HIV can be starved to death, a new study finds. As methods for combating HIV become more, and more aggressive, scientists and researchers are looking for better ways to stop the virus in a major way. The latest attempt to shut HIV down for good comes from a group of scientists who believe stopping HIV starts and ends with preventing it from reproducing. The human immunodeficiency virus is something that for a period of time, was a nearly always lethal virus that left the medical community stunned and shocked. Over the last several decades though, advances have made prevention of the virus simple, and treatment options of the plenty.
However, removing the virus entirely is something that has left the medical community a bit more confused. Eradicating the virus is something of a challenge, given how powerful and quickly the virus can spread. Even more challenging, is what the virus actually impacts. It will hit the crucial organs and make other illnesses more likely to occur. In truth, when someone dies who is HIV positive, they are rarely dying from the virus itself, but rather the body is weakened to a state of sickness that really can’t be contained.
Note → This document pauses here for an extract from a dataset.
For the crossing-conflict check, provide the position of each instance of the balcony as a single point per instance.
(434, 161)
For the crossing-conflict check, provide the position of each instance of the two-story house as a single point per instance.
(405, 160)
The body fails to fight, and ultimately, the person dies from a weakened immunity to the various other illnesses out there.
The lead author of the study, Harry Taylor, of Northwestern University pointed out that, “It is essential to find new ways to block HIV growth, because the virus is constantly mutating. A drug targeting HIV that works today may be less effective a few years down the road, because HIV can mutate itself to evade the drug.” This is exactly the avenue the study took to determine a new method for combating the virus. They found that starving the virus of its sugars would prevent it from reproducing. This would prevent HIV from reproducing, and would stop it dead in its tracks.
Must Read: HIV can be STARVED to death, study finds
Dr. Richard D’Aquila of Northwestern’s HIV Translational Research Center pointed out that, “This discovery opens new avenues for further research to solve today’s persisting problems in treating HIV infection: avoiding virus resistance to medicines, decreasing the inflammation that leads to premature aging, and maybe even one day being able to cure HIV infection.”
The discovery that the team made, surrounded the cells internal switch for maintaining the sugars and other proteins that allowed the virus to replicate itself. In turning off this switch, the researchers were able to completely shut down the virus, by effectively starving and killing it.